Time taken by Pipe B to fill the tank = 27 hours

Time taken by Pipe C to empty the tank = 54 hours

All three pipes are opened together for 12 hours.

Formula used:

Work done by a pipe in 1 hour = \(\dfrac{1}{\text{Time taken by pipe}}\)

Total work done in 1 hour by all three pipes together = Work done by A + Work done by B - Work done by C

Calculation:

Work done by A in 1 hour = \(\dfrac{1}{18}\)

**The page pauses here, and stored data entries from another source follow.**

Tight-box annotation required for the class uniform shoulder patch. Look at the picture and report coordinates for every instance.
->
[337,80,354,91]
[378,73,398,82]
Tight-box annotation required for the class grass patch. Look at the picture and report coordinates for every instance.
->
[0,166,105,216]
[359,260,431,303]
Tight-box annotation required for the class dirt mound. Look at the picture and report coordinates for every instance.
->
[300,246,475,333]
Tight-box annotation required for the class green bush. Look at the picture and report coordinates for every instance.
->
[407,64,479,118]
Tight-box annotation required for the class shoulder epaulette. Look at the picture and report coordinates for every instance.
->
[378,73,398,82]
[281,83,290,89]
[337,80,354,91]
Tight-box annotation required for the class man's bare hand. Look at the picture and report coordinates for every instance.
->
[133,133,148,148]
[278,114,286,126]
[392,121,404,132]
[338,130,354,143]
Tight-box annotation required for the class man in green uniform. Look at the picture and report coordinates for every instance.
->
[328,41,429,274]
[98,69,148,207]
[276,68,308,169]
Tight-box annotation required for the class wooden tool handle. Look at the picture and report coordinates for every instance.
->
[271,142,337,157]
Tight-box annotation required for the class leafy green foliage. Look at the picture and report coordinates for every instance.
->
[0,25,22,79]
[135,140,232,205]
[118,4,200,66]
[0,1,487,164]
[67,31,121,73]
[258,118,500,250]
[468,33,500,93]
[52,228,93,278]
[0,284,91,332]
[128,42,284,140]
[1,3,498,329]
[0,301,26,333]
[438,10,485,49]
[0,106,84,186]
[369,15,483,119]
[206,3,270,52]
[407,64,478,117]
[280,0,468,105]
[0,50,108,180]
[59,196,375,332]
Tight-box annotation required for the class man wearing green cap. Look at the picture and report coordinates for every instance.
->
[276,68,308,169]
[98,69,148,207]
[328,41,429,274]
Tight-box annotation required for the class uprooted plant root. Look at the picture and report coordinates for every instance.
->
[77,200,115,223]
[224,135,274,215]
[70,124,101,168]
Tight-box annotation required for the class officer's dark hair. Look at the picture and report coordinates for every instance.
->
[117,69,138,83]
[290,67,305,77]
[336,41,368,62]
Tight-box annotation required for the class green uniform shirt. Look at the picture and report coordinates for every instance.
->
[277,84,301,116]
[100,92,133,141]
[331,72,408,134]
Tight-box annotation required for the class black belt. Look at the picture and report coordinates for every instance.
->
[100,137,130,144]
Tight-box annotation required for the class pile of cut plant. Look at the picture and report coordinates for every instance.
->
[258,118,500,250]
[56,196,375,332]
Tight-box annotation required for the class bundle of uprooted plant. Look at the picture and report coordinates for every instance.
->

Work done by B in 1 hour = \(\dfrac{1}{27}\)

Work done by C in 1 hour = \(\dfrac{1}{54}\)

Total work done by all three pipes in 1 hour:

⇒ \(\dfrac{1}{18} + \dfrac{1}{27} - \dfrac{1}{54} = \dfrac{3+2-1}{54} = \dfrac{4}{54} = \dfrac{2}{27}\)

Total work done in 12 hours:

⇒ \(\dfrac{2}{27} \times 12 = \dfrac{24}{27} = \dfrac{8}{9}\)

Remaining part of the tank after 12 hours = \(\dfrac{1}{9}\)

One-third of the remaining part = \(\dfrac{1}{3} \times \dfrac{1}{9} = \dfrac{1}{27}\)

Combined rate of A and B:

⇒ \(\dfrac{1}{18} + \dfrac{1}{27} = \dfrac{3+2}{54} = \dfrac{5}{54}\)

Time to fill \(\dfrac{1}{27}\) of the tank by A and B:

⇒ \(\dfrac{\dfrac{1}{27}}{\dfrac{5}{54}} = \dfrac{54}{27 \times 5} = \dfrac{2}{5} \text{ hours}\)

Convert to minutes:

⇒ \(\dfrac{2}{5} \times 60 = 24 \text{ minutes}\)

∴ The correct answer is 24 minutes.